十歳。こなたのお家は、町のはずれの綺麗でも汚くもない、大きくも小さくもない、なんというか普通のお家。あにうえたちがお迎えにくるまでは、そこでお医者さんをやっていたお兄と二人暮らしをしていた。十つも歳の離れたお兄はこなたなんかより断然頭がよくて、しっかりしていて、剣術に優れていて、そのうえ人望が厚く町の人から頼られきりの腕利きのお医者さん。それに比べてこなたは……病気がちで、生気がなく、表情も乏しく、出来損ないだったけど、お兄だけはこなたに優しくしてくれるから好きだった。生まれた時からずっと一緒。これからも一緒。それ以外の未来は考えたこともなかった。
お兄は朝から晩まで患者さんのお世話をする日もあって、忙しくしているのをこなたは奥の部屋から覗き見るだけ。お兄のためにお手伝いしたかったけど、こなたは不器用だからだめだった。昔から、手で物を触る時に変な感じがするのだ。変な感じって、何、って思うけど、それは読み書きの苦手なこなたにはどうにも上手く説明できない現象だった。
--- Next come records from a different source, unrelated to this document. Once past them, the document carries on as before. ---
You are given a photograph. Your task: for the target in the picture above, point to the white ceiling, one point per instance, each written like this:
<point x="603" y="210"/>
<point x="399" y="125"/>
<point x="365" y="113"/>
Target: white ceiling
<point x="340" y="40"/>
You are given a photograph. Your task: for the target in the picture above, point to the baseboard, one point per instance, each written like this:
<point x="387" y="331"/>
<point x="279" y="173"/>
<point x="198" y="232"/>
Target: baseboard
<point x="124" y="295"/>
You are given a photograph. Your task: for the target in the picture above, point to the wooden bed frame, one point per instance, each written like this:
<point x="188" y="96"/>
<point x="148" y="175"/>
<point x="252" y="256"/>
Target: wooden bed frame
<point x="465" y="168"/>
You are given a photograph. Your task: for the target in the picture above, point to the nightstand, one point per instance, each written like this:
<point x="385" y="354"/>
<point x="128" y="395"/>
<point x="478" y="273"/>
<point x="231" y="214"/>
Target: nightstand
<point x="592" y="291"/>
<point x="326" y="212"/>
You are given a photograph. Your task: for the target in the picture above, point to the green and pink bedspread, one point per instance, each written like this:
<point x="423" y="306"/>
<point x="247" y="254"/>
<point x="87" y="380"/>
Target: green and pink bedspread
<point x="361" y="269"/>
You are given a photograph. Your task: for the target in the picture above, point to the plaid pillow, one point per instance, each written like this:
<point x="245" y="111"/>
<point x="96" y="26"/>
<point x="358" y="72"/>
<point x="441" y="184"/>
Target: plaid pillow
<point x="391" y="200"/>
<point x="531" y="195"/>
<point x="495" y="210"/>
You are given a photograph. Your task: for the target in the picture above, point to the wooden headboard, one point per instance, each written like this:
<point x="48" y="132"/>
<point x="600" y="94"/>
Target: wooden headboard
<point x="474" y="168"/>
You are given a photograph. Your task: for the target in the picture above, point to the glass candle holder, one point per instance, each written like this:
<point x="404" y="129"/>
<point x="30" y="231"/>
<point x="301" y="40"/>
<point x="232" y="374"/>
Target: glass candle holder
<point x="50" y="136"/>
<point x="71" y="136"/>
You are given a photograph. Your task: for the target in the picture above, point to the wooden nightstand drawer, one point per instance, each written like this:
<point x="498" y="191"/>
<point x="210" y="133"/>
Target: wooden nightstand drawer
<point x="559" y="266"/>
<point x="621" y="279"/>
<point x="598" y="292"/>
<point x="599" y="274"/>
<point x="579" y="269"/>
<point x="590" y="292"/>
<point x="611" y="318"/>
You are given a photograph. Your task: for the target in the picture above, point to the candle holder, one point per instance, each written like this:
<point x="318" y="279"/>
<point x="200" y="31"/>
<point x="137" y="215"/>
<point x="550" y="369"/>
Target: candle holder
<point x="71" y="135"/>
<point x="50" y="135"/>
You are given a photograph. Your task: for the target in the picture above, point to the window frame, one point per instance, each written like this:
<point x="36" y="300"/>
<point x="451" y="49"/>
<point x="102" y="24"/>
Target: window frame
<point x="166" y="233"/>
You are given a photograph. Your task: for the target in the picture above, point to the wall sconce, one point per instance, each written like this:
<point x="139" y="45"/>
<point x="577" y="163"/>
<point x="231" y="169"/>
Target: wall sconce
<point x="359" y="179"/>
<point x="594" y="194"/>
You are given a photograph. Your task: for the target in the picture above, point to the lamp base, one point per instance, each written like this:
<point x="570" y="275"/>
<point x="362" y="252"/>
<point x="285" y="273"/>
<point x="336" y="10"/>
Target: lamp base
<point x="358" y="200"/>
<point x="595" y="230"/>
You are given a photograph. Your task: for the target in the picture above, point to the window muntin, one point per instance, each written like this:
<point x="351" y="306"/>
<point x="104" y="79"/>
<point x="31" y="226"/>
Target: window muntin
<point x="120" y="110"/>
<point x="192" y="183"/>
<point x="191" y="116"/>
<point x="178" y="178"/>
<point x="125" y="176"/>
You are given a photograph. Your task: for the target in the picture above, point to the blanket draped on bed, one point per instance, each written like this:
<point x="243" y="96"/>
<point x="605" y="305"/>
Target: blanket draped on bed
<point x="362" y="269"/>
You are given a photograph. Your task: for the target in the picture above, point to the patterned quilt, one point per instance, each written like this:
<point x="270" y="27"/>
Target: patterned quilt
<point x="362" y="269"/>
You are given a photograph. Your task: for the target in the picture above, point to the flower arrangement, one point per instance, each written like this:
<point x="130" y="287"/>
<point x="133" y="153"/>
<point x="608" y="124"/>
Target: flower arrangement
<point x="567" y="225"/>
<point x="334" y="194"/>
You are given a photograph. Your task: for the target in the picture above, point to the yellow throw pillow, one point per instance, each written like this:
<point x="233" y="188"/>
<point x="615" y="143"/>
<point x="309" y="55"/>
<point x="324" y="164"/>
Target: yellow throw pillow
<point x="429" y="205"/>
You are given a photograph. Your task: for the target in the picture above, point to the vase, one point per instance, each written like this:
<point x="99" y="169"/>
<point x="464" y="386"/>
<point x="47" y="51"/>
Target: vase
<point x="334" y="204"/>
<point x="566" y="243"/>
物を触ると、滑る、というか、掴めない、というか……時折若干の熱をもつことや冷たいと感じることもあって、少なからず『変』な感じがするのだ。上手く物を持てないから、手に持った物は気をつけていないとすぐに床に落ちてしまう。上手く物を持てないから、箸を最低限使えるようになるまでも随分と時間がかかったし、お味噌汁の入ったお茶碗を落としたのも数知れず。お兄が一緒に練習してくれたから少しの時間なら訓練すれば持てるようになったけど、長時間ともなると手の集中力が途切れてしまってだめだった。お筆やご本が持てないから、寺子屋でお勉強をするのも一苦労。お兄のいない空間ではこなたを助けてくれる人がいないのだ。頑張って普通の子のフリをするのが何よりも苦痛だった。
最初は全員こうなのだ、こなたも練習すれば普通みたいになれるって、そう思っていたけど。実際にこんな体質を持っていたのはこなただけだった。こなたは普通にはなれなかった。だから、周りの子どもたちはこなたのことを鈍臭いと突き飛ばし、お母とお父は死ぬまでこなたのことを出来損ないだと非難した。すぐに死んで清々した。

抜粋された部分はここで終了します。